Tag_Stripper = ('"~<(.|\n)*?>~=" "~<!--(.|\n)*?-->~="')

It now deletes tags even if they span lines and it incorporates a second definition that deletes comments which, as you made me
aware, may contain tags. I now have to run the whole file through this before I look at the lines.

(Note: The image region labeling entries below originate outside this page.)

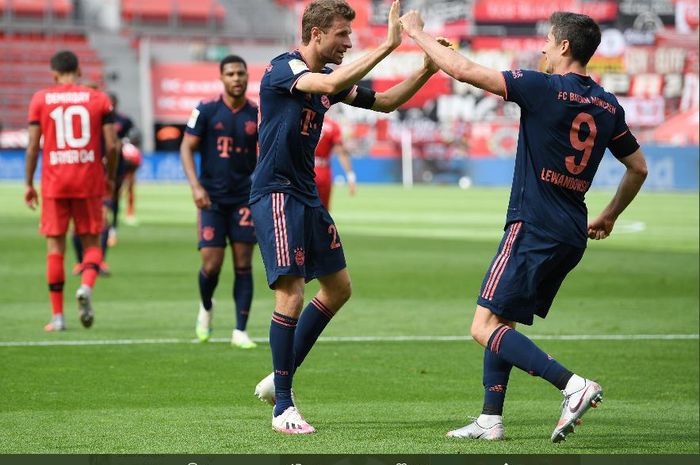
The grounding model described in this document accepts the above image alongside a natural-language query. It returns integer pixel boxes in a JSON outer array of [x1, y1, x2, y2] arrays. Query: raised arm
[[295, 0, 401, 94], [24, 124, 41, 210], [180, 133, 211, 208], [588, 149, 647, 240], [400, 10, 505, 97]]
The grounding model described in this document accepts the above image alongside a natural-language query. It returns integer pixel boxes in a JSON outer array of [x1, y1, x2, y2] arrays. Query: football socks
[[270, 312, 298, 416], [487, 325, 573, 391], [233, 267, 253, 331], [46, 253, 66, 315], [294, 297, 333, 369], [199, 269, 219, 311]]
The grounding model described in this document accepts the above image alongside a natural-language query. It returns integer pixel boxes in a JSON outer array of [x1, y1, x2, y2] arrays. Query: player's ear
[[559, 39, 571, 55]]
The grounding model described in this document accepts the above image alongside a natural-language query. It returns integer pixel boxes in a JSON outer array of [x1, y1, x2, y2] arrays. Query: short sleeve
[[270, 56, 311, 93], [501, 69, 550, 111], [330, 85, 357, 105], [185, 102, 207, 137], [100, 93, 114, 125], [27, 92, 41, 124], [331, 122, 343, 145]]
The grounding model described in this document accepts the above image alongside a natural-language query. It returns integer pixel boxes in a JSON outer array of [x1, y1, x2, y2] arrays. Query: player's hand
[[423, 37, 452, 74], [105, 178, 115, 198], [588, 216, 615, 241], [192, 186, 211, 208], [399, 10, 424, 37], [386, 0, 401, 50], [24, 186, 39, 210]]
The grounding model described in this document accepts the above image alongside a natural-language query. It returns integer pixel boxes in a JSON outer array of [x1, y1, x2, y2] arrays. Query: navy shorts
[[250, 192, 346, 288], [477, 221, 586, 325], [197, 202, 257, 249]]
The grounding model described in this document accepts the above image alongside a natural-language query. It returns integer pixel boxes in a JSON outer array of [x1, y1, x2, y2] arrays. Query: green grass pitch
[[0, 183, 700, 454]]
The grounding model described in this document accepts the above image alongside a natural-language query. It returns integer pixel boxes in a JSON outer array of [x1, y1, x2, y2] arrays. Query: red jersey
[[315, 118, 342, 168], [29, 84, 112, 198]]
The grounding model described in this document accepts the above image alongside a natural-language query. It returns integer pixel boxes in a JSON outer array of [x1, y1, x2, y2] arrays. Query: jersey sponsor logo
[[187, 108, 199, 129], [245, 121, 258, 136], [216, 136, 233, 158], [49, 149, 95, 165], [287, 58, 309, 76], [294, 247, 305, 266]]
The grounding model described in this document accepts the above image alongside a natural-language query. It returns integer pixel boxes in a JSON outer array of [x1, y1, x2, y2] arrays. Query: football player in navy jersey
[[401, 11, 647, 442], [250, 0, 452, 434], [180, 55, 258, 349]]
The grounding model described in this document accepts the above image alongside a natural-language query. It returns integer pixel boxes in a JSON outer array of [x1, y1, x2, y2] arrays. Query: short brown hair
[[301, 0, 355, 45], [549, 11, 600, 66]]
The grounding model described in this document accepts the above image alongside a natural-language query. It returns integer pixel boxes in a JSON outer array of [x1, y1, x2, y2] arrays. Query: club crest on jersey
[[294, 247, 304, 266], [202, 226, 215, 241], [245, 121, 258, 136]]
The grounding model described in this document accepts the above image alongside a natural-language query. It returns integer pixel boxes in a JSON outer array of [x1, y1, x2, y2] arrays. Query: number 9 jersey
[[502, 70, 639, 248], [28, 84, 114, 198]]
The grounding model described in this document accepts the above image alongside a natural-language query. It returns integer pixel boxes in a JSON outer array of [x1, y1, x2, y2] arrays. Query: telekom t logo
[[216, 136, 233, 158]]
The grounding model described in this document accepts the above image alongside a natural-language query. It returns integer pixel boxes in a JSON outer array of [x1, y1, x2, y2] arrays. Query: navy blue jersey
[[250, 50, 354, 207], [502, 70, 630, 247], [185, 96, 258, 205]]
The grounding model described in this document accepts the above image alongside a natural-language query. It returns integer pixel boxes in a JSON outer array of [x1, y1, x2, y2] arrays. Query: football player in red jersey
[[24, 50, 117, 331], [314, 117, 357, 210]]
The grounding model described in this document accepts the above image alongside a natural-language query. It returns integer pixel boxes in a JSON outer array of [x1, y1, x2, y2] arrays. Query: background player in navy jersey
[[180, 55, 258, 349], [250, 0, 452, 434], [401, 11, 647, 442]]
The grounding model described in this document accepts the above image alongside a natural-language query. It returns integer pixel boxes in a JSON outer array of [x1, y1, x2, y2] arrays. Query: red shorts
[[39, 197, 103, 236], [314, 168, 333, 210]]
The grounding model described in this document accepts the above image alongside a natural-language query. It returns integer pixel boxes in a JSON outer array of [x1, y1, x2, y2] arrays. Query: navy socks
[[270, 312, 298, 416]]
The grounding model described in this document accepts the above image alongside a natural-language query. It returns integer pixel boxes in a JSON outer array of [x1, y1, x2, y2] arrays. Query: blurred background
[[0, 0, 699, 190]]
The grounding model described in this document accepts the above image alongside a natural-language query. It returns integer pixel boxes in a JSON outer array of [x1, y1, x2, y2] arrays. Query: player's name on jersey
[[44, 92, 90, 105], [49, 149, 95, 165]]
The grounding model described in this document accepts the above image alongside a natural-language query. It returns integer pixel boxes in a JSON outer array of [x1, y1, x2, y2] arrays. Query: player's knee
[[470, 320, 490, 347]]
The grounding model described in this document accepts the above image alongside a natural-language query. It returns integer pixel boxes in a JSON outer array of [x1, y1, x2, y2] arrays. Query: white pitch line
[[0, 334, 700, 347]]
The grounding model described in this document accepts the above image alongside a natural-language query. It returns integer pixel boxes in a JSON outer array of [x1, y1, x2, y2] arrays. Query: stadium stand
[[122, 0, 226, 23], [0, 0, 73, 17]]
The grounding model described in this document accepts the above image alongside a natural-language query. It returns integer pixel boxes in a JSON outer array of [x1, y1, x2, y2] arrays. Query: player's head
[[51, 50, 79, 75], [542, 11, 600, 73], [219, 55, 248, 98], [301, 0, 355, 65]]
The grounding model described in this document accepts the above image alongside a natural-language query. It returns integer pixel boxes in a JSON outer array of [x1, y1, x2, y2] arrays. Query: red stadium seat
[[0, 0, 73, 18], [122, 0, 226, 23]]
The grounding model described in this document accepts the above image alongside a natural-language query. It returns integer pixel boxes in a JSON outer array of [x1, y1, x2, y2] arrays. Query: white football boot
[[272, 406, 316, 434], [552, 375, 603, 442], [447, 415, 505, 441]]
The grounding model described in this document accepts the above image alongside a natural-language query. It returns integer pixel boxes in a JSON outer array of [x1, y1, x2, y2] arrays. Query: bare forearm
[[411, 31, 473, 80], [24, 146, 39, 186], [372, 66, 434, 113], [328, 44, 393, 93], [180, 145, 199, 187]]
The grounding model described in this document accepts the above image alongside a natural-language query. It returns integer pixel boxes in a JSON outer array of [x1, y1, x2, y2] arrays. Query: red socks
[[80, 247, 102, 288], [46, 253, 66, 315]]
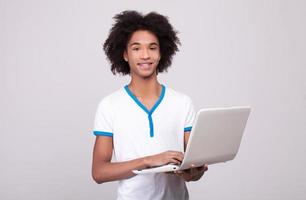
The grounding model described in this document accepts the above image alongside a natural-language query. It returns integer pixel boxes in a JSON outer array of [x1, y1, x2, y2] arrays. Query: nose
[[141, 49, 150, 59]]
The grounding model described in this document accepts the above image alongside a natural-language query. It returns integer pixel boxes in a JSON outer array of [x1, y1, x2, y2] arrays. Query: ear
[[123, 50, 129, 62]]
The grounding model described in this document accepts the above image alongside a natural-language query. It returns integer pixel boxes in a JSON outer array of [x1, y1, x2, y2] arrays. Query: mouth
[[137, 62, 153, 69]]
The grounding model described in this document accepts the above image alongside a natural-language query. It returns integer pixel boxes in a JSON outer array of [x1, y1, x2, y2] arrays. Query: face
[[123, 30, 160, 78]]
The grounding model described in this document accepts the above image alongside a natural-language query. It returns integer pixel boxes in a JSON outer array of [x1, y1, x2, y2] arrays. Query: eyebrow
[[130, 42, 159, 46]]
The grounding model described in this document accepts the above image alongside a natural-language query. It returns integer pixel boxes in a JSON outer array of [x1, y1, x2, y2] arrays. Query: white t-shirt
[[94, 85, 195, 200]]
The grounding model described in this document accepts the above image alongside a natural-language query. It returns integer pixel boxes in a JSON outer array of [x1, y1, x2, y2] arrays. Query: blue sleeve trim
[[94, 131, 113, 137], [184, 126, 192, 132]]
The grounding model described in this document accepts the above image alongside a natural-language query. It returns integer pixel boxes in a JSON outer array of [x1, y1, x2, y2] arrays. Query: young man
[[92, 11, 207, 200]]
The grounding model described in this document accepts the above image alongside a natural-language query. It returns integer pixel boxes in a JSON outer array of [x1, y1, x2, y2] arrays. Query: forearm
[[92, 158, 148, 184]]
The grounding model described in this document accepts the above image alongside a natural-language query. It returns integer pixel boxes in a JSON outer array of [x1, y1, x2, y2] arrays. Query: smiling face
[[123, 30, 160, 79]]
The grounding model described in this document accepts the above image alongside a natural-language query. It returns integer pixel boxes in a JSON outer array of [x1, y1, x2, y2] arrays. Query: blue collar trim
[[124, 85, 166, 115]]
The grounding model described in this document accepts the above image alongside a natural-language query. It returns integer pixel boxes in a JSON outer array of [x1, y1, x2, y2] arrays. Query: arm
[[92, 136, 183, 184]]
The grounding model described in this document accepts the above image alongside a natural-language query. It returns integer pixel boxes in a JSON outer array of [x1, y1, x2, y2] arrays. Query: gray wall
[[0, 0, 306, 200]]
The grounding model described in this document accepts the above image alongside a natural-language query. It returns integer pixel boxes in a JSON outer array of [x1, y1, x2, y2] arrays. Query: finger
[[169, 158, 181, 165]]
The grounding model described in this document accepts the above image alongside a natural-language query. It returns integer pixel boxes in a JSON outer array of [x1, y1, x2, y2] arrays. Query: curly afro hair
[[103, 11, 180, 75]]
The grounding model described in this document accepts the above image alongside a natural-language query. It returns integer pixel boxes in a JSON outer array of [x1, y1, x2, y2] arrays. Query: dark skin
[[92, 30, 208, 183]]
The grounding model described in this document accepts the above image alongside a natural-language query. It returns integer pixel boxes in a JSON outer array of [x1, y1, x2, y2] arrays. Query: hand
[[144, 151, 184, 167], [174, 165, 208, 182]]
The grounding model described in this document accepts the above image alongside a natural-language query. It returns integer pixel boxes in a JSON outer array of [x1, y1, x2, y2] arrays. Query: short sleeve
[[93, 99, 113, 137], [184, 97, 195, 132]]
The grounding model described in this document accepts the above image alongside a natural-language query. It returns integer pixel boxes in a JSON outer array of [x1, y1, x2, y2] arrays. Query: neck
[[128, 76, 161, 98]]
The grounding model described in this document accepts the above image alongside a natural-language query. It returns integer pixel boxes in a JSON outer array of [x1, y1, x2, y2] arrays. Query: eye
[[150, 46, 157, 50]]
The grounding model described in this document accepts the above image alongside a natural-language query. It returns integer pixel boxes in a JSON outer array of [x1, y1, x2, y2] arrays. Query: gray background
[[0, 0, 306, 200]]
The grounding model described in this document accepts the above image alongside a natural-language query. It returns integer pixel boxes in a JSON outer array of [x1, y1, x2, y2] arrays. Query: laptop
[[133, 106, 251, 174]]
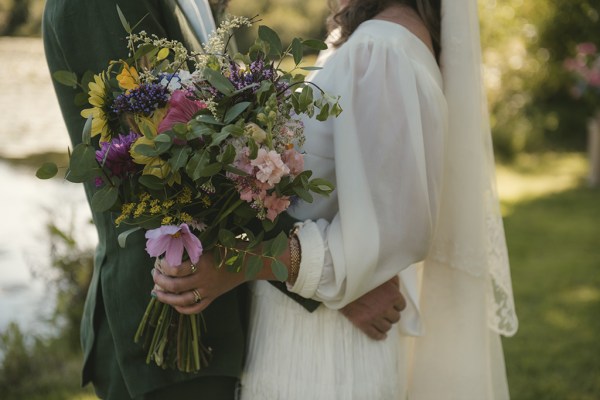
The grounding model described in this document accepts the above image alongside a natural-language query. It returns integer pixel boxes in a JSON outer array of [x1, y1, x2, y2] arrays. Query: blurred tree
[[480, 0, 600, 157]]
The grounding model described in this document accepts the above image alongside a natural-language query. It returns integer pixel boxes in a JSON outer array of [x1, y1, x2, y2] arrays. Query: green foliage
[[0, 220, 92, 400], [480, 0, 600, 157], [503, 159, 600, 400]]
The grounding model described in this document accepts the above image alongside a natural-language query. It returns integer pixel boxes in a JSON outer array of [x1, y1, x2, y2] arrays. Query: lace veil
[[430, 0, 518, 336]]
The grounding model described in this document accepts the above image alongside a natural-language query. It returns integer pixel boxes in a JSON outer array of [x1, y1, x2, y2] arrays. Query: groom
[[43, 0, 403, 400]]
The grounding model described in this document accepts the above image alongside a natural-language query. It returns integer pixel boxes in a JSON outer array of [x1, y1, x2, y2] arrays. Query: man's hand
[[340, 276, 406, 340]]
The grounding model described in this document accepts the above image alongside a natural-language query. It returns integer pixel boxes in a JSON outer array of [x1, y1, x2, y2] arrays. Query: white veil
[[409, 0, 518, 400], [431, 0, 518, 336]]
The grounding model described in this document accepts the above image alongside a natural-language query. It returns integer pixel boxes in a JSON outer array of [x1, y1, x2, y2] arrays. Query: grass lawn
[[499, 155, 600, 400]]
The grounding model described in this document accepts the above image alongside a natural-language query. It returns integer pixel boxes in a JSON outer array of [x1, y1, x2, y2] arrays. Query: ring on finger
[[192, 289, 202, 304]]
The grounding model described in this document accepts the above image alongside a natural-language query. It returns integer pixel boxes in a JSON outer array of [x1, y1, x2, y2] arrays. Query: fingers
[[152, 268, 198, 294], [154, 258, 198, 277]]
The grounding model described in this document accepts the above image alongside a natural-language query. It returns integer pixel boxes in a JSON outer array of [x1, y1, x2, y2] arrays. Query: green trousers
[[42, 0, 247, 400]]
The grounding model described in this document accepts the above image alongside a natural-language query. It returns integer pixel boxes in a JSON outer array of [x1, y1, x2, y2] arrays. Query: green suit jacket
[[43, 0, 247, 397]]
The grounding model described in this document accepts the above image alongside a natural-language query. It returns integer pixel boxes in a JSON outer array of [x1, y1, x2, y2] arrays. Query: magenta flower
[[158, 90, 206, 133], [146, 224, 202, 266], [96, 132, 140, 178]]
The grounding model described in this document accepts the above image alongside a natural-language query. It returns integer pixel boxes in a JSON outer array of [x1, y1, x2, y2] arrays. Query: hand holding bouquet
[[38, 11, 341, 371]]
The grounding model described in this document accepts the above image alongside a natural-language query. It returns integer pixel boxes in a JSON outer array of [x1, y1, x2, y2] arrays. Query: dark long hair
[[329, 0, 441, 57]]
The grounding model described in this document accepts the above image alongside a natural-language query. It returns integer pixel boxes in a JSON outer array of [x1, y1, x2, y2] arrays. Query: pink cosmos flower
[[264, 194, 290, 221], [282, 149, 304, 175], [158, 90, 206, 133], [146, 224, 202, 266], [250, 149, 290, 187]]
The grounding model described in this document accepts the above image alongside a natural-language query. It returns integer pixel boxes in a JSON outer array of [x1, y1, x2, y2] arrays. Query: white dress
[[241, 20, 508, 400]]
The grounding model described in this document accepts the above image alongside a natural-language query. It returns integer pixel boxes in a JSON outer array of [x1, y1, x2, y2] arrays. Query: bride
[[154, 0, 517, 400]]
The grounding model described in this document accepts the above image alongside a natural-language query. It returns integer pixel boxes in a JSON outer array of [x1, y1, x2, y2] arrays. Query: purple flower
[[111, 83, 169, 116], [146, 224, 202, 266], [96, 132, 139, 178]]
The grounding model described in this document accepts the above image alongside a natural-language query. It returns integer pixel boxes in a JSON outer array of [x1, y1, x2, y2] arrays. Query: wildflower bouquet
[[38, 11, 341, 372]]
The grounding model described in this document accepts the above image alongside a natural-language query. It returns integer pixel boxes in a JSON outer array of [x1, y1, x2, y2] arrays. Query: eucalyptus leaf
[[244, 256, 263, 280], [138, 175, 166, 190], [185, 151, 210, 180], [203, 68, 235, 96], [52, 71, 79, 89], [91, 185, 119, 212], [117, 5, 131, 33], [219, 229, 235, 247], [294, 187, 313, 203], [81, 116, 93, 145], [117, 226, 142, 249], [271, 260, 288, 282], [169, 147, 190, 171], [271, 232, 288, 257], [35, 162, 58, 179], [291, 38, 304, 65], [224, 101, 252, 124]]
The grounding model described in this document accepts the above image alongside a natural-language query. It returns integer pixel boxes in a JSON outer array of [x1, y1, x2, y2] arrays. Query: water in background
[[0, 38, 96, 332]]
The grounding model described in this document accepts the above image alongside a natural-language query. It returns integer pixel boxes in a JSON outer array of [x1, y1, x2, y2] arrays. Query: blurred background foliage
[[0, 0, 600, 400], [0, 0, 600, 159]]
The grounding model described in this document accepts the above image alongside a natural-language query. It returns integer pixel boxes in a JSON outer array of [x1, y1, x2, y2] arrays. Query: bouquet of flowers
[[564, 42, 600, 103], [37, 10, 341, 372]]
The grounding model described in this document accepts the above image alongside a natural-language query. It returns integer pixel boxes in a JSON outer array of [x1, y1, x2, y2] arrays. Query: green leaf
[[203, 68, 235, 96], [302, 39, 327, 50], [117, 5, 131, 33], [185, 151, 210, 180], [317, 103, 329, 121], [258, 25, 283, 55], [139, 175, 166, 190], [294, 187, 313, 203], [35, 162, 58, 179], [271, 232, 288, 257], [91, 185, 119, 212], [217, 144, 235, 164], [154, 133, 172, 144], [81, 116, 92, 145], [117, 226, 142, 249], [169, 147, 191, 171], [271, 260, 288, 282], [292, 38, 304, 65], [52, 71, 79, 89], [244, 256, 263, 280], [219, 229, 235, 247], [224, 101, 252, 124]]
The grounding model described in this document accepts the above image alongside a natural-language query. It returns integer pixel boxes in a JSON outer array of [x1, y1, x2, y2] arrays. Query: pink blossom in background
[[282, 149, 304, 175], [264, 193, 290, 221], [158, 90, 206, 133], [146, 224, 202, 266], [251, 149, 290, 186]]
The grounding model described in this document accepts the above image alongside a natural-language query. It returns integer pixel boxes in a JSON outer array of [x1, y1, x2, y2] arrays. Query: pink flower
[[158, 90, 206, 133], [282, 149, 304, 175], [250, 149, 290, 187], [264, 194, 290, 221], [146, 224, 202, 266]]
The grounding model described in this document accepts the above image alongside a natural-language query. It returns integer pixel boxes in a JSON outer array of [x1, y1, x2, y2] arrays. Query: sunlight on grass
[[496, 153, 588, 204]]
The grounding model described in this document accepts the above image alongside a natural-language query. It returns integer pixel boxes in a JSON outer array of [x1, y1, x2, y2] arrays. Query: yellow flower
[[117, 62, 140, 90], [81, 72, 110, 142]]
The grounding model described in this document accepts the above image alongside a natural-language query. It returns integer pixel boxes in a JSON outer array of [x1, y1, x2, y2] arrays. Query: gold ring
[[192, 289, 202, 303]]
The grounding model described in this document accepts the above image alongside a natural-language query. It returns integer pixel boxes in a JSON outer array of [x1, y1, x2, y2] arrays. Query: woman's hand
[[152, 253, 245, 314], [340, 276, 406, 340]]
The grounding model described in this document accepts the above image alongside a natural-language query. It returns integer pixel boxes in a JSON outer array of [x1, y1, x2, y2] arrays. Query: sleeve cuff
[[288, 221, 325, 299]]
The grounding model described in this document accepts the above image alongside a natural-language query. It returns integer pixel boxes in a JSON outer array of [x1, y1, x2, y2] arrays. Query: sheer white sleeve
[[291, 37, 446, 308]]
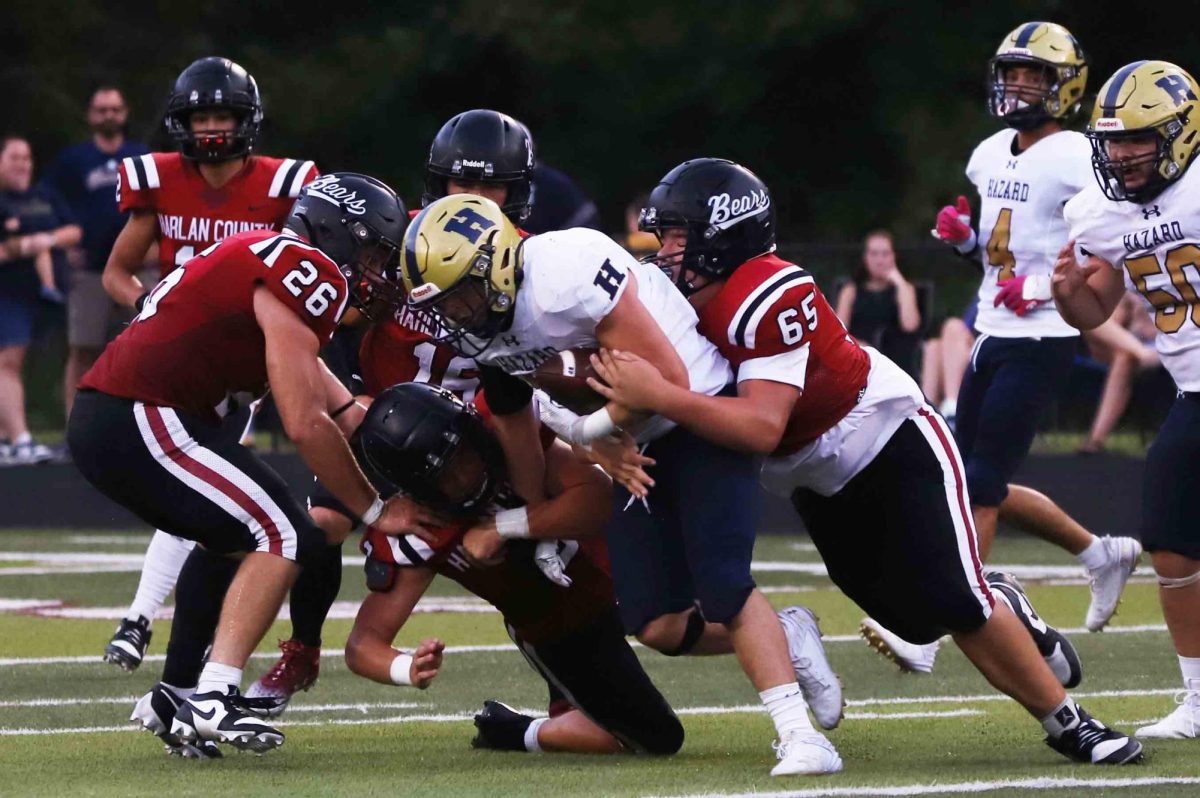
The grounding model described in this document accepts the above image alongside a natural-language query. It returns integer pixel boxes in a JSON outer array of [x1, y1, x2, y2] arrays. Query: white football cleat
[[770, 732, 841, 776], [1134, 679, 1200, 740], [779, 606, 846, 728], [858, 618, 942, 673], [1085, 536, 1141, 631]]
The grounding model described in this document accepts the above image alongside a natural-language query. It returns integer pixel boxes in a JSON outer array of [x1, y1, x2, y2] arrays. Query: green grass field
[[0, 530, 1200, 797]]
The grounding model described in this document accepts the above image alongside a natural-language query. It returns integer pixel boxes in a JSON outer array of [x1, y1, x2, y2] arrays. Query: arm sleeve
[[479, 364, 533, 415]]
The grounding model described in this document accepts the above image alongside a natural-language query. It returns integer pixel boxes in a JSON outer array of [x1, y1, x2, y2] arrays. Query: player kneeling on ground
[[343, 383, 683, 754], [590, 158, 1141, 763], [67, 173, 425, 756]]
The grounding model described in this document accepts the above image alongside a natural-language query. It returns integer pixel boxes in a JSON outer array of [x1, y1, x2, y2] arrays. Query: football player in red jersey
[[103, 58, 317, 671], [246, 109, 534, 709], [592, 158, 1141, 763], [68, 173, 436, 755], [330, 383, 684, 754]]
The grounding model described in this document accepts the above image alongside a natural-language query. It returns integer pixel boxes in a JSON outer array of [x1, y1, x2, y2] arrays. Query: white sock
[[125, 529, 196, 622], [1042, 696, 1079, 739], [758, 682, 816, 739], [1180, 655, 1200, 690], [1075, 535, 1109, 571], [158, 682, 196, 701], [526, 718, 550, 754], [196, 660, 241, 692]]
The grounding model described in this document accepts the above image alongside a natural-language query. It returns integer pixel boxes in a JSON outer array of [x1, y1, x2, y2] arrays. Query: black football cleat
[[130, 682, 221, 760], [984, 571, 1084, 690], [1046, 709, 1144, 764], [470, 698, 534, 751], [170, 689, 283, 754], [104, 616, 154, 673]]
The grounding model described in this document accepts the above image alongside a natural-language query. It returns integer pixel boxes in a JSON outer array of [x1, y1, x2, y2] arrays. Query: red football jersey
[[698, 254, 871, 456], [116, 152, 317, 277], [79, 230, 349, 419], [360, 524, 616, 644]]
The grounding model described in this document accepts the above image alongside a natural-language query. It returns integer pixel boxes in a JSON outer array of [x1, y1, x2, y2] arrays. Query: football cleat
[[1046, 709, 1142, 764], [779, 606, 846, 728], [1085, 536, 1141, 631], [770, 732, 841, 776], [246, 640, 320, 718], [984, 571, 1084, 690], [1135, 679, 1200, 740], [470, 698, 534, 751], [858, 618, 942, 673], [104, 616, 154, 673], [170, 688, 283, 754], [130, 682, 221, 760]]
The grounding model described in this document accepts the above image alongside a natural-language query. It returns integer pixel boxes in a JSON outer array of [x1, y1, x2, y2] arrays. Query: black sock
[[162, 546, 239, 688], [290, 544, 342, 646]]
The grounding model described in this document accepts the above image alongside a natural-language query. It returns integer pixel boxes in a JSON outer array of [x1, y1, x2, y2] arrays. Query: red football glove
[[991, 275, 1051, 316], [934, 196, 974, 246]]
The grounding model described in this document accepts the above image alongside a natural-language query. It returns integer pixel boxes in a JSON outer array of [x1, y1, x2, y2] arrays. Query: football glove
[[929, 196, 978, 254], [991, 275, 1051, 316]]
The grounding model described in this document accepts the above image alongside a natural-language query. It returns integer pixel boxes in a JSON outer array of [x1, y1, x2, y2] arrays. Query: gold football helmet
[[988, 22, 1087, 130], [401, 194, 521, 356], [1087, 61, 1200, 204]]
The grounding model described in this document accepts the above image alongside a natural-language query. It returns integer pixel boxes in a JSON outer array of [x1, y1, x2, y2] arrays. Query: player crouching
[[343, 383, 684, 754]]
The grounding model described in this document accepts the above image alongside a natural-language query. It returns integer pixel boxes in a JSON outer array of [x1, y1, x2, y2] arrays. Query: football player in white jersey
[[863, 22, 1141, 671], [1054, 61, 1200, 738], [402, 194, 841, 775]]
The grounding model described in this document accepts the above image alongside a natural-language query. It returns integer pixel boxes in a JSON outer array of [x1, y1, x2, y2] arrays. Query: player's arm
[[101, 209, 158, 307], [588, 344, 808, 455], [479, 364, 546, 506], [1050, 241, 1124, 330], [346, 568, 445, 690]]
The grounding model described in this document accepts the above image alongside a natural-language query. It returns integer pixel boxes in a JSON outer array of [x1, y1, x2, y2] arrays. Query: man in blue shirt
[[42, 86, 150, 415], [0, 136, 80, 466]]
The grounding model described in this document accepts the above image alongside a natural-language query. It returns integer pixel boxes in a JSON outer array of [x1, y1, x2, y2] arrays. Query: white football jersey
[[1067, 166, 1200, 391], [476, 228, 733, 442], [967, 128, 1096, 338]]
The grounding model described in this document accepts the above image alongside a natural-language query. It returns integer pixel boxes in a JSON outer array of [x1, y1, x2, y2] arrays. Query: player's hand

def get_statistics (name_of_player):

   statistics = {
     'Actual Pitching Statistics'   : [],
     'Advanced Pitching Statistics' : [],
   }

   url = 'http://www.baseballprospectus.com/dt/%s.shtml' % name_of_player
   htm_page = urllib.urlopen (url)
   lines = StringIO.StringIO (Tag_Stripper (htm_page.read ()))
   htm_page.close ()
   current_list = None
   for line in lines:
      line = line.strip ()
      if line == '':
         continue
      if 'Statistics' in line:  # That's the section headings.
         if statistics.has_key (line):
            current_list = statistics [line]
            current_list.append (line)
         else:
            current_list = None
      else:
         if current_list != None:
            current_list.append (CSV_Maker (line))

   return statistics

show_statistics (statistics) displays this tab-delimited CSV:

Advanced Pitching Statistics
AGE YEAR TEAM XIP RA DH DR DW NRA RAA PRAA PRAR DERA NRA RAA PRAA PRAR DERA STF
19 1914 BOS-A 25.3 4.70 -2 3 1 5.75 -4 -5 -2 6.15 6.19 -5 -5 -2 6.36 -25
20 1915 BOS-A 225.3 3.31 -12 3 2 4.01 12 4 45 4.33 4.25 6 1 42 4.44 12
21 1916 BOS-A 318.2 2.31 -32 -8 0 3.19 46 41 101 3.35 3.30 43 39 99 3.41 24
22 1917 BOS-A 336.5 2.56 -20 -7 1 3.49 38 23 83 3.88 3.72 29 20 80 3.96 13
23 1918 BOS-A 171.6 2.76 -16 5 0 3.80 13 6 34 4.20 4.16 6 3 31 4.36 3
24 1919 BOS-A 129.4 3.98 4 -16 2 4.63 -2 -2 19 4.61 4.79 -4 -3 17 4.70 -6
25 1920 NY_-A 6.4 9.00 -1 3 1 8.64 -3 -3 -3 8.96 8.95 -3 -3 -3 9.14 -35
26 1921 NY_-A 13.2 10.00 2 0 1 9.16 -7 -7 -5 9.36 9.61 -8 -8 -5 9.65 -41
35 1930 NY_-A 8.8 3.00 1 -2 0 2.84 2 2 4 2.57 3.07 1 2 3 2.66 13
38 1933 NY_-A 8.8 5.00 1 -1 0 5.01 -1 0 0 4.59 5.27 -1 0 0 4.73 -22
1243.5 2.95 -76 -22 8 3.78 96 59 275 4.07 3.95 65 45 262 4.17 10

Actual Pitching Statistics
AGE YEAR TEAM W L SV ERA G GS TBF IP H R ER HR BB SO HBP IBB WP BK CG SHO
19 1914 BOS-A 2 1 0 3.91 4 3 96 23.0 21 12 10 1 7 3 0 0 0 0 1 0
20 1915 BOS-A 18 8 0 2.44 32 28 874 217.7 166 80 59 3 85 112 6 0 9 1 16 1
21 1916 BOS-A 23 12 1 1.75 44 41 1272 323.7 230 83 63 0 118 170 8 0 3 1 23 9
22 1917 BOS-A 24 13 2 2.01 41 38 1277 326.3 244 93 73 2 108 128 11 0 5 0 35 6
23 1918 BOS-A 13 7 0 2.22 20 19 660 166.3 125 51 41 1 49 40 2 0 3 1 18 1
24 1919 BOS-A 9 5 1 2.97 17 15 570 133.3 148 59 44 2 58 30 2 0 5 1 12 0
25 1920 NY_-A 1 0 0 4.50 1 1 17 4.0 3 4 2 0 2 0 0 0 0 0 0 0
26 1921 NY_-A 2 0 0 9.00 2 1 49 9.0 14 10 9 1 9 2 0 0 0 0 0 0
35 1930 NY_-A 1 0 0 3.00 1 1 39 9.0 11 3 3 0 2 3 0 0 0 0 1 0
38 1933 NY_-A 1 0 0 5.00 1 1 42 9.0 12 5 5 0 3 0 0 0 0 0 1 0
94 46 4 2.28 163 148 4896 1221.3 974 400 309 10 441 488 29 0 25 4 107 17

(The last line remains to be shifted three columns to the right.)